7.3. Paulo Freire: “A educação é um ato de conhecimento. Uma aproximação crítica da realidade”. “A prática de pensar a prática é a melhor forma de pensar corretamente”. “Certa vez, em conversa com o autor, um médico, dr. Orlando Aguirre, diretor da Faculdade de Medicina de uma universidade cubana, disse: ‘A revolução implica três ‘P’ – Palavra, Povo e Pólvora. A explosão, continuou, aclara a visualização que tem o povo de sua situação concreta, em busca, na ação, de sua libertação’. Pareceu-nos interessante observar, durante a conversação, como este médico revolucionário insistia na palavra, no sentido em que a tomamos neste ensaio (A Pedagogia do Oprimido, no caso). Isto é, palavra como ação e reflexão – palavra como práxis”. No Brasil de 2021, Paulo Freire, que nos deixou em 1997, tem sido vítima de um segundo e ainda mais perverso exílio.

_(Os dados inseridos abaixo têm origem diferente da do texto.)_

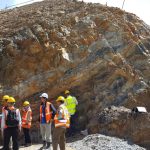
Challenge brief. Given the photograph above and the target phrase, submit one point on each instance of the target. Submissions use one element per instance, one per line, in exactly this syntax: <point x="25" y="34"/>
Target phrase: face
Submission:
<point x="43" y="100"/>
<point x="10" y="104"/>
<point x="58" y="103"/>
<point x="4" y="102"/>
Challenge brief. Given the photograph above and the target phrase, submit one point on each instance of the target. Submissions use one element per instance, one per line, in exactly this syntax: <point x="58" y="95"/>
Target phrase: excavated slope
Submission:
<point x="100" y="53"/>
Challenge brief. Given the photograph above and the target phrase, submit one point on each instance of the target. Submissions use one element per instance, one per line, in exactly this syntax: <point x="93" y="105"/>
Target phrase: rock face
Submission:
<point x="101" y="54"/>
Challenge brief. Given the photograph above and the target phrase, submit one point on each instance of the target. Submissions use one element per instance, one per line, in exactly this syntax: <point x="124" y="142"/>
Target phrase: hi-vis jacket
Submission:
<point x="71" y="103"/>
<point x="26" y="118"/>
<point x="4" y="117"/>
<point x="62" y="117"/>
<point x="48" y="112"/>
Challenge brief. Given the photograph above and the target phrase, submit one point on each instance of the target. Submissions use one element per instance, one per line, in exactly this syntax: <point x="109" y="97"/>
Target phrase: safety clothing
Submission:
<point x="26" y="118"/>
<point x="45" y="95"/>
<point x="67" y="92"/>
<point x="60" y="98"/>
<point x="5" y="97"/>
<point x="11" y="100"/>
<point x="26" y="103"/>
<point x="48" y="112"/>
<point x="11" y="117"/>
<point x="71" y="103"/>
<point x="64" y="121"/>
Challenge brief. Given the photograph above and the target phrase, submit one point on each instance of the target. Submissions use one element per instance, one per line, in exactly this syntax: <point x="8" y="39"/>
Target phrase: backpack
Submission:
<point x="11" y="120"/>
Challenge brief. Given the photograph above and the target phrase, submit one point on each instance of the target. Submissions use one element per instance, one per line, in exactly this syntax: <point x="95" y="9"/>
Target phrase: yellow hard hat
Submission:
<point x="5" y="97"/>
<point x="67" y="92"/>
<point x="11" y="100"/>
<point x="60" y="98"/>
<point x="26" y="103"/>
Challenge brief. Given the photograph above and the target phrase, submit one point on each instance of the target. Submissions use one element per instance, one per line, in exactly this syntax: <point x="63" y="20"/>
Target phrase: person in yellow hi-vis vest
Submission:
<point x="71" y="103"/>
<point x="61" y="121"/>
<point x="26" y="122"/>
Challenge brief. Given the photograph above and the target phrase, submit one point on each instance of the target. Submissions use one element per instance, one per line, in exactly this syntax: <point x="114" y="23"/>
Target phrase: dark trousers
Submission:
<point x="58" y="138"/>
<point x="8" y="133"/>
<point x="72" y="130"/>
<point x="27" y="137"/>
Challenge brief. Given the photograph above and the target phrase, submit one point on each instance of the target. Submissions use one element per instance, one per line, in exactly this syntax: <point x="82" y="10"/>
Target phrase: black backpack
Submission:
<point x="11" y="120"/>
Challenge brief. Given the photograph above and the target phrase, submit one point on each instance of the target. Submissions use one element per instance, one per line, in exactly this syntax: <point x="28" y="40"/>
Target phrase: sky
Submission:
<point x="139" y="7"/>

*José Alcimar de Oliveira é professor do Departamento de Filosofia da Universidade Federal do Amazonas, teólogo sem cátedra, segundo vice-presidente da ADUA – Seção Sindical das e dos docentes da UFAM e filho do cruzamento dos rios Solimões e Jaguaribe. Em Manaus, AM, aos 16 dias de agosto do ano do morticínio de 2021.
**Artigo publicado originalmente no dia 16 de agosto de 2021.